Entre el 26 y el 28 de junio, el vicepresidente de Estados Unidos, Mike Pence, visitó Brasil, Ecuador y Guatemala con dos propósitos paralelos: impulsar una política hemisférica más robusta hacia la dictadura de Nicolás Maduro y predicar una agresiva retórica contra la migración ilegal de guatemaltecos, hondureños y salvadoreños.
La política seguida hasta ahora por la administración de Donald Trump hacia Venezuela ha sido prudente. Lejos de un abordaje guerrerista (aunque en un momento así parecía), ha optado por las sanciones selectivas y la coordinación diplomática con Canadá y varios países latinoamericanos, entre ellos Costa Rica, pero, sobre todo, Argentina, Brasil y México.
En migración, sin embargo, el abordaje ha sido unilateral, torpe, cortoplacista e inhumano.

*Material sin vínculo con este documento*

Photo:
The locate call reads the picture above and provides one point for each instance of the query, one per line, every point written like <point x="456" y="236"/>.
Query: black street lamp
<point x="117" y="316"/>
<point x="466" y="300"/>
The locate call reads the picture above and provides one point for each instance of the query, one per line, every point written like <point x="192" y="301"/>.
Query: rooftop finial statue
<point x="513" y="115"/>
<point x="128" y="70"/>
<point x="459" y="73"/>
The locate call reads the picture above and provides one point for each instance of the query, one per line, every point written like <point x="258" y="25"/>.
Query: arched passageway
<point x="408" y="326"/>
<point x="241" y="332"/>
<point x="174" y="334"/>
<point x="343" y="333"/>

La separación de familias en la frontera sur destaca por su crueldad, al punto que al presidente no le quedó más remedio que revertirla.

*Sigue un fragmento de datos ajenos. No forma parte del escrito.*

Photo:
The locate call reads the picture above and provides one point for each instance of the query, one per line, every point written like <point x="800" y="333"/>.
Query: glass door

Pero como si lo anterior fuera poco, la gira de Pence añadió otro elemento alarmante a la ecuación: enmarcar el fenómeno migratorio como una grave amenaza a la integridad territorial, la soberanía y la seguridad de Estados Unidos. Por eso, su retórica adquirió matices cuasibélicos y dejó abierta la puerta para emprender una virtual “guerra” contra los migrantes. En parte ya ha ocurrido así. El encierro de niños migrantes en albergues semejantes a campos de prisioneros lo revela con toda crudeza.
La invasión. La línea discursiva de Pence fue consecuente en, al menos, tres ocasiones: una comparecencia junto al presidente de Brasil, Michel Temer, una visita a un campamento de migrantes venezolanos en Manaos y la reunión que sostuvo en la capital guatemalteca con su presidente, Jimmy Morales, y los de El Salvador y Honduras, Salvador Sánchez Cerén y Orlando Hernández, respectivamente.

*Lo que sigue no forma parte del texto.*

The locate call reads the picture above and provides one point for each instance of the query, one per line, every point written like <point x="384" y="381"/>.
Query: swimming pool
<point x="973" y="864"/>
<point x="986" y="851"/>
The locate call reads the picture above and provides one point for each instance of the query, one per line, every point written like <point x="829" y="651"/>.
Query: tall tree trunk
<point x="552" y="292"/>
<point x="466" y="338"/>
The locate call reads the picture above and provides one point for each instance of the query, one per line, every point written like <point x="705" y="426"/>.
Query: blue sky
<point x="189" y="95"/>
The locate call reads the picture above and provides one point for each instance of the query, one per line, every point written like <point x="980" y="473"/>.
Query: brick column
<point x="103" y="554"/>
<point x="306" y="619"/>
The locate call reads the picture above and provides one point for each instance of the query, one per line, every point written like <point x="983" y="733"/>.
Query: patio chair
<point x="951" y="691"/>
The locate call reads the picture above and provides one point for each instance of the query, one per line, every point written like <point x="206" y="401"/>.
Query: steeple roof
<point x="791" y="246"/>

En su primera aparición, advirtió “con gran respeto” a “todas las naciones de la región” (se refería al Triángulo Norte de Centroamérica) que “así como los Estados Unidos respeta sus fronteras y su soberanía, insistimos en que ustedes respeten las nuestras”. Esa frase la reprodujo textualmente en su encuentro con los tres presidentes centroamericanos, a quienes advirtió, además, que “la mayoría de quienes ingresan a nuestro país ilegalmente provienen de los suyos”. La conminación vino muy pronto: “Este éxodo debe terminar. Es una amenaza a la seguridad” estadounidense.
La peculiar lógica bélica de su afirmación bordea el absurdo. Da a entender que Estados Unidos enfrenta una virtual invasión que los países de procedencia pueden manejar a su antojo, no un problema humanitario con múltiples facetas, que escapa al control de tres Estados en extremo vulnerables, disfuncionales y atenazados por críticas condiciones socioeconómicas.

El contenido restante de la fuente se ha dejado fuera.